Suite à la publication de la tribune « On ne fera pas plus d’écologie avec moins de moyens« , nous avons avec Gaël Giraud été à l’origine d’un appel au gouvernement pour libérer l’investissement vert. Réalisé avec l’appui d’Alternatives Economiques cet appel a déjà reçu le soutien d’une centaine de personnalités issues d’univers très variés (entreprise, association, politique, syndicat, recherche etc.) Si comme nous, vous êtes persuadé de l’importance de lancer enfin la transition écologique signez l’appel et relayez-le !!

> Retrouvez sur ce blog la version de notre proposition « Libérez l’investissement vert » mise à jour suite aux nombreux échanges et contributions que nous avons eu (30 nov. 2018)

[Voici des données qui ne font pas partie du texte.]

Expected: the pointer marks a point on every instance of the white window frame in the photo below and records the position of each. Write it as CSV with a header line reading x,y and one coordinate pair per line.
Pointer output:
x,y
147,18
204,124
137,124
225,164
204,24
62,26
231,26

Voici le communiqué de presse qui restitue notre propos.

A la suite de la démission de Nicolas Hulot et à la veille de la nomination d’un nouveau ministre de l’environnement, Alternatives Economiques relaie l’appel de 100 responsables politiques, chercheurs, dirigeants d’entreprises, syndicalistes, militants engagés pour la transition écologique. Ils demandent au gouvernement de « lancer d’urgence un grand programme d’investissement public en faveur de la transition écologique et énergétique, dont le montant serait isolé du déficit budgétaire ».

Pour les signataires de l’appel, « la lutte pour atteindre le « zéro émissions nettes » visé par l’Accord de Paris sur le climat et la construction d’une économie soutenable, solidaire et riche en emplois requiert de mettre en mouvement de nombreux leviers. Certes, une régulation et une fiscalité donnent de bons signaux, certes il est indispensable de cesser d’allouer des capitaux à des choix non durables, mais il est fondamental d’accroître l’investissement.

Pour la France, les investissements publics et privés nécessaires à l’atteinte de ses objectifs climatiques sont estimés entre 45 et 75 milliards d’euros par an (entre 2 % et 3 % du PIB). Or aujourd’hui, nous ne dépensons que 31 milliards d’euros répartis à part égales entre ménages, entreprises et acteurs publics : le compte n’y est pas.

Pour boucler l’équation du financement de la transition bas carbone, il est nécessaire de mobiliser l’épargne des ménages et des entreprises. Or cette mobilisation ne pourra être optimisée sans un surcroît d’investissement public.

On ne fera pas plus (d’écologie) avec moins (de moyens). C’est pourquoi il est urgent de mettre en place un grand programme d’investissement vert. ll est par ailleurs nécessaire, dans le contexte actuel de forte contrainte budgétaire, d’isoler les fonds publics affectés à ce programme du déficit budgétaire, comme le ferait toute entreprise privée qui ne confond pas ses investissements avec ses dépenses de fonctionnement.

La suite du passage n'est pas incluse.